Да, мой сын страдал, но оказалось, что сестра Гомерь и впрямь творит чудеса, поскольку на следующее утро епископ уведомил меня, что сын поправляется. Я направился к нему домой, подождал, пока со двора выйдут женщины, и вошел в небольшую комнату, где лежал Утред. Хотя он больше не был Утредом. Он звал себя отцом Освальдом, и я нашел его привставшим на постели и с румянцем на щеках. Сын посмотрел на меня, я на него.

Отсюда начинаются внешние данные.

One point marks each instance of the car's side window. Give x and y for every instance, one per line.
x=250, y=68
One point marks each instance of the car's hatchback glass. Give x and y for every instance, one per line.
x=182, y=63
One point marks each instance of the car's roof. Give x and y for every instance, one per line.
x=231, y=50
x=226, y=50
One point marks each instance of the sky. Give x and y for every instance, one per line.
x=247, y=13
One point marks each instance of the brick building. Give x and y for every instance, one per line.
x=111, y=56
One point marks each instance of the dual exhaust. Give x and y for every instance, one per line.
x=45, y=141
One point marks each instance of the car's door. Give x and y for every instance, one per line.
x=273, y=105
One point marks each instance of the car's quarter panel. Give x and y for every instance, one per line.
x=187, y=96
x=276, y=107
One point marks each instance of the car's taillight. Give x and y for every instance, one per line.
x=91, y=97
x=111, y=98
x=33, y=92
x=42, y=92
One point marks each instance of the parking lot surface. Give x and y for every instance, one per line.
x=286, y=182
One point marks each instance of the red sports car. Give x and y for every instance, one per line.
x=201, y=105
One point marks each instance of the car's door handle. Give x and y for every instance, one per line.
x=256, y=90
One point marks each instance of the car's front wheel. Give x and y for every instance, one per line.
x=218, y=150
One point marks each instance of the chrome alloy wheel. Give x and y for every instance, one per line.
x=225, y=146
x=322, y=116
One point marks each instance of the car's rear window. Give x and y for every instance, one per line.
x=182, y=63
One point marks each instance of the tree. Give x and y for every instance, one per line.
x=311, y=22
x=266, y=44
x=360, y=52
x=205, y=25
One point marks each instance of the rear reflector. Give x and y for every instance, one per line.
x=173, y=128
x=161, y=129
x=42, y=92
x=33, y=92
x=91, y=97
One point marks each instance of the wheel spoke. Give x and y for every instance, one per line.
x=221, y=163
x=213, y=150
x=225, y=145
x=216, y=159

— Безмозглый ты болван, — сказал я.

— Здравствуй, отец, — едва слышно ответил он.

Похоже, он лишь недавно поел, поскольку на меховом покрывале лежала пустая миска с деревянной ложкой. В руке сын сжимал распятие.

— Ты едва не умер, безмозглый болван, — напустился я.

— Разве тебе не все равно?

Я промолчал, остановившись в дверном проеме, и выглянул во двор.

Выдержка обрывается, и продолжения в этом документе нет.